Beth graduated with an MSci Mathematics degree from the University of Birmingham in 2021, where she developed a keen interest for mathematical biology and in particular, topics with interdisciplinary or real-world applications.
Beth graduated with an MSci Mathematics degree from the University of Birmingham in 2021, where she developed a keen interest for mathematical biology and in particular, topics with interdisciplinary or real-world applications. As part of her final year project, she devised a new, agent-based model of collective motion, specifically designed to recreate the murmuration phenomena commonly observed in large flocks of starlings. The project’s findings are now being used to support the development of a new radar system, enhancing its capabilities for recognising and tracking bird flocks. Outside of mathematics, Beth likes to spend her free time reading, baking, knitting, and going on long dog walks with her Border Terrier, Dexter.
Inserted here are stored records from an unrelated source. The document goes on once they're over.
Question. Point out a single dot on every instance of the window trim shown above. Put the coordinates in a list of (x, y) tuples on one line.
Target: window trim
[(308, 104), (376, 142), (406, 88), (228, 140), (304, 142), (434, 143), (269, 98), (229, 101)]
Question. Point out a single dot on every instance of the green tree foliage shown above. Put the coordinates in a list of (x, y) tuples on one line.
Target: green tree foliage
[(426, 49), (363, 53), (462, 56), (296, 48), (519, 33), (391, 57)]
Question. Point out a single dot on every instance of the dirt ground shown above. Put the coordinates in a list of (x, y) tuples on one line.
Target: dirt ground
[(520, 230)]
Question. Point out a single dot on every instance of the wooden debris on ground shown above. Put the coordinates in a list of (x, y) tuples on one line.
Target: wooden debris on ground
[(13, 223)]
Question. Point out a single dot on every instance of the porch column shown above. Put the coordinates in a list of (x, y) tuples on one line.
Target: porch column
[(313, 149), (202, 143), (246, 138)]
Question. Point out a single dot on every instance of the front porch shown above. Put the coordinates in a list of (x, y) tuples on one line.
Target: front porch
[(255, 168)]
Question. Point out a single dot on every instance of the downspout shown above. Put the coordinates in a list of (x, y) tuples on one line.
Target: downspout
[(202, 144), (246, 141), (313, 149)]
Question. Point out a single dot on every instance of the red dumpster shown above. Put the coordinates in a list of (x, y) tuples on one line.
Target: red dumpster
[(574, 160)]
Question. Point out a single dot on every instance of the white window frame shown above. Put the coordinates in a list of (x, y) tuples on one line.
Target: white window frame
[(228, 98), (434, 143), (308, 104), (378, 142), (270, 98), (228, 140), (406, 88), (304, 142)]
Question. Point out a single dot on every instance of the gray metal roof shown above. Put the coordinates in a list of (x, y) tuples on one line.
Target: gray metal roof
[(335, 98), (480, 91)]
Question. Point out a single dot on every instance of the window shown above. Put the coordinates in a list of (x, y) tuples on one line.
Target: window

Research project title: Collective Motion Under Non-Reciprocal Pairwise Interactions
Supervisor(s): Richard James, Tim Rogers
Project description: Preliminary experimental work and mathematical modelling suggest that sexual conflict can give rise to non-reciprocal interactions and anomalously fast diffusion of pairs of Trinidadian Guppies (Poecilia reticulata). In the long-term, their behaviour also results in key ecological and evolutionary processes such as population dispersal and invasion of alien species. To combine the biology of pairwise interactions through to population level consequences will require mathematical models of processes at different time, spatial and social scales. In biological terms, such problems lie at the intersection of movement ecology and collective behaviour. Using mathematical techniques from agent-based modelling, mean-field and coarse-grained approximations and continuous time PDE modelling, the aim of the project is to develop a general framework, or suite of mathematical models, to interpolate between and extrapolate from one social, spatial and temporal scale to the next, modelling the effect on non-reciprocal social forces in Trinidadian Guppies on large-scale population structure and the ecological and evolutionary consequences of their behaviour.